Ross wraps up the play by taking the audience to the narrator’s more present circumstances. We watch the character struggle with finding that his new love is possibly not up to snuff and philosophize on what it even means to be attached to someone.

Ross is a great performer. He has great presence, and in particular his delivery of comedic lines is solid. I can also praise his writing to a certain extent. His show is well structured—he deftly moved between tense and scene without losing a logical thread.
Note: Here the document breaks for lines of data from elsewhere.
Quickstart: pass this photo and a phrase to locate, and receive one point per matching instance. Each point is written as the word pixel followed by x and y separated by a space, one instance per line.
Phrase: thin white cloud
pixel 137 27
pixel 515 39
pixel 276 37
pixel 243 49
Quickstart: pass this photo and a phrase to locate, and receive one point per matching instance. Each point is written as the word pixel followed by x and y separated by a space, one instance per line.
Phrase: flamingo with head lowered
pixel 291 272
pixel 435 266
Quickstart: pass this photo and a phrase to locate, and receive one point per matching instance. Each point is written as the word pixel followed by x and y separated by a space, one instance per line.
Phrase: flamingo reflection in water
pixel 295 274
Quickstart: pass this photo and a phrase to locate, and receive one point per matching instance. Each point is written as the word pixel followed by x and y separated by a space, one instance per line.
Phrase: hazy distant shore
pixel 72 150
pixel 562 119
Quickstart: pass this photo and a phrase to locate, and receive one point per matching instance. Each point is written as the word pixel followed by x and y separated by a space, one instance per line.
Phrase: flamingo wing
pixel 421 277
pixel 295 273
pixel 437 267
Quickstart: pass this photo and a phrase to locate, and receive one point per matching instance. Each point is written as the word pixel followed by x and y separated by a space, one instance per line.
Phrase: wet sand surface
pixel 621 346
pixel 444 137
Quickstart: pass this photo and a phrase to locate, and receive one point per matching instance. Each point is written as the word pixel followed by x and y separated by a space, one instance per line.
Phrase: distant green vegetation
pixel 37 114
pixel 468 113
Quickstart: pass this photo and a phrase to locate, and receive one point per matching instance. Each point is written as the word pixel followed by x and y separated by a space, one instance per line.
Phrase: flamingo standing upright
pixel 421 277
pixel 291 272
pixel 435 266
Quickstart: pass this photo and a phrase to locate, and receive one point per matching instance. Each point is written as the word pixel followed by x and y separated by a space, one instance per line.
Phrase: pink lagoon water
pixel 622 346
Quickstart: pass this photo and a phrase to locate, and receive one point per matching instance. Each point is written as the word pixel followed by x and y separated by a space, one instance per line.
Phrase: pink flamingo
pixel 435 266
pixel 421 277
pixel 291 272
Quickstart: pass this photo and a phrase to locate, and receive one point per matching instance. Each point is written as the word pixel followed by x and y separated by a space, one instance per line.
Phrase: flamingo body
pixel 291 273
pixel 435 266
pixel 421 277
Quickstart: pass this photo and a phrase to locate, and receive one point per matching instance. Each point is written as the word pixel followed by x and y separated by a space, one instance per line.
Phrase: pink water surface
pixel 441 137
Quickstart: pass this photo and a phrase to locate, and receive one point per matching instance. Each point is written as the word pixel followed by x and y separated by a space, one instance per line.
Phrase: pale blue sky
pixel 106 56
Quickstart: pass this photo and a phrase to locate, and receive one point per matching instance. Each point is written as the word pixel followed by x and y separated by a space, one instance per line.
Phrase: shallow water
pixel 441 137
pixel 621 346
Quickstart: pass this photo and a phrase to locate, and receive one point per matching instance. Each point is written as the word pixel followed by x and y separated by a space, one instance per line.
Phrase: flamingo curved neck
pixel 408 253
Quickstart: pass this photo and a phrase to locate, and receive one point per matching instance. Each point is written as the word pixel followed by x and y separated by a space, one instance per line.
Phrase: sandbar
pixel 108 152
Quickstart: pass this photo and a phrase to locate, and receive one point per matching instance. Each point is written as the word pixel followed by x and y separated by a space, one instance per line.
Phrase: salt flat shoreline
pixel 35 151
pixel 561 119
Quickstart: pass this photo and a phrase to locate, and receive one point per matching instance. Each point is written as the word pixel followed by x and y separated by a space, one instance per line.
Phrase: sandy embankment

What The Chronic Single’s Handbook lacks is a sense of humanity. I am a not a critic who believes that characters have to be likeable in order for a show to have merit, but what I do believe is that a show suffers when it deals in one dimensional, misogynistic portrayals.

The narrator of The Chronic Single’s Handbook appears to be a man who just can’t believe that the women he encounters were not put on this planet to serve his needs and pleasures. This premise, while promising at the beginning of the work, fails to develop and so the play becomes a tedious diatribe. The women the narrator encounters appear to all be crazy and also incredibly beautiful. Some might even say the women populating this play are manic-pixie dream girls.

When watching a one-man show, it is easy to confuse the character being portrayed with the actor/writer performer behind the work.  The ending line of the show is, “A girl has limits.” Yes, she does.